Abstract:
Data mining is the process of knowledge discovery, attempts to discover useful information or patterns in large data repositories such as databases; that is why the data experts are interested in how data can be collected, stored, accessed and combined for the analysis to extract useful knowledge for the public including financial institutions and other sectors.
The Business Development Funds (BDF) aims to promote SMEs development through the provision of financial services to enhance the lending mechanism of financial institutions. As part of the financial infrastructure to promote SMEs, it was established with the objective of assisting SMEs to access finance with ease, particularly those without sufficient collateral to obtain credit from traditional financial institutions at reasonable rates.
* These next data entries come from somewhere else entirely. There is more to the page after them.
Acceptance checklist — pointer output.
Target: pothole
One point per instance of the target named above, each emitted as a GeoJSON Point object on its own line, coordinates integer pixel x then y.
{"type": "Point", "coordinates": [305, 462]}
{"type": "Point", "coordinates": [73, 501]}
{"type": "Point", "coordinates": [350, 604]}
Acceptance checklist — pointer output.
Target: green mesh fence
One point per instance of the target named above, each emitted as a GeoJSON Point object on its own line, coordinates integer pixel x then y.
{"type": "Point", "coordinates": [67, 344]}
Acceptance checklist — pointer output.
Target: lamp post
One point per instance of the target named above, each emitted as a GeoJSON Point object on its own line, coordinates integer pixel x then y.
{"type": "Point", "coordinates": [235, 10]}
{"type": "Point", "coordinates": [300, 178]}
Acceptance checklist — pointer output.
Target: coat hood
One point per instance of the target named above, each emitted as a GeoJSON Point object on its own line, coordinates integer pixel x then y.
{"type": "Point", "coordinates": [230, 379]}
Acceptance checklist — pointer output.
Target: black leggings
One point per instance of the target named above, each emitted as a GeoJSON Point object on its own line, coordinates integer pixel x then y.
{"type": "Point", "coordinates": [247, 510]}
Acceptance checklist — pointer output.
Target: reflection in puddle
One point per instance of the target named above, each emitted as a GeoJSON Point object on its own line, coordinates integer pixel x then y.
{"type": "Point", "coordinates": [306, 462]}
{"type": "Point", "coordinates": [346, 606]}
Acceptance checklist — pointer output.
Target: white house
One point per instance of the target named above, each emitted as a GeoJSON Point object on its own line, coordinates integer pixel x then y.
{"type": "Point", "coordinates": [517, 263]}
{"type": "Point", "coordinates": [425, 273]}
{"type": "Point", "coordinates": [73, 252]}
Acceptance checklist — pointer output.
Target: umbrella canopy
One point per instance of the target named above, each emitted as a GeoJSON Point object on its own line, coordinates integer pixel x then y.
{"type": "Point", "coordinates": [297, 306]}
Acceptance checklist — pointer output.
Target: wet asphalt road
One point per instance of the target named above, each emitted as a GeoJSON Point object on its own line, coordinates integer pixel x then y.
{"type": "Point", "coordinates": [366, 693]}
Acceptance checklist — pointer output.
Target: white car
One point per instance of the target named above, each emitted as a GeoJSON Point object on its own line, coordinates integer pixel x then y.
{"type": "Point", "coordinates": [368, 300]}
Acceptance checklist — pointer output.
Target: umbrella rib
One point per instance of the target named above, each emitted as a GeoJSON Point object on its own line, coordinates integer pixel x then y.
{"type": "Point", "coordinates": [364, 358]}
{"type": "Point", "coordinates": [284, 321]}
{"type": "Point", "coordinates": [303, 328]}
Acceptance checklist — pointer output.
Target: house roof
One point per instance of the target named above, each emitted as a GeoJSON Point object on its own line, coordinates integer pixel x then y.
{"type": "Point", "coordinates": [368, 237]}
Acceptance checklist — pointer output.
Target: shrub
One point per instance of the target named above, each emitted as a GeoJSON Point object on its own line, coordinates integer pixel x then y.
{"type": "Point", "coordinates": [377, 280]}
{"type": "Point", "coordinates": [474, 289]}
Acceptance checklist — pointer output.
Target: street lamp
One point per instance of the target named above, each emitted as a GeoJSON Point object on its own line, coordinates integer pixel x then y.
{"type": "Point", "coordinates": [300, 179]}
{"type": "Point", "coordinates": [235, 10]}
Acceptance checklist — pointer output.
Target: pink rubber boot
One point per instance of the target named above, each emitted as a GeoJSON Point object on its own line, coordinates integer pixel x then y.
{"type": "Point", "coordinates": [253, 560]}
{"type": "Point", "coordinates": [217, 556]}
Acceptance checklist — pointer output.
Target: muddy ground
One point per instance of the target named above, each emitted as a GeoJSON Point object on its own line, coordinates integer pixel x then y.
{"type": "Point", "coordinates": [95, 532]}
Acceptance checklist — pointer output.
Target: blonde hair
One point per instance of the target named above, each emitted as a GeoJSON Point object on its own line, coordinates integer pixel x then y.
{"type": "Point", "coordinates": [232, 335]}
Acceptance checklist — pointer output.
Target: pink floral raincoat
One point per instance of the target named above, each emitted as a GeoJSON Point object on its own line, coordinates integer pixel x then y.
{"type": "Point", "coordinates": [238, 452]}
The BDF conducts a number of activities including guaranteeing loans for SMEs, and providing financial education services to SMEs in Rwanda. The SME sector, including formal and informal businesses, comprises 98% of the businesses in Rwanda and 41% of all private sector employment (Minicom, 2010; OECD, 2011).
In recent years, machine learning has become a popular field in big data analytics because of its success in learning complicated models. Methods such as decision tree, support vector machines, logistic regression and artificial neural networks can be used for recognizing patterns in the data (with a high degree of accuracy) that may not be apparent to human analysts, The reason why applications of data science using machine learning is important in such organisation and in all financial institutions.
Due to the advanced technology associated with big data, data availability and computing power, most financial or lending institutions are renewing their business models. Loan predictions, monitoring, model reliability and effective loan processing are key to decision-making and transparency. In this research, we will visualize data and build binary classifiers based on machine and deep learning models on real data in predicting loan default probability. The important features from these models are selected and then used in the modeling process to test the stability of classifiers by comparing their performance on separate data. After analysis and visualization of data, we used different models like decision tree, random forest, logistic regression and artificial neural networks to
make a real comparison of good predictors in this case.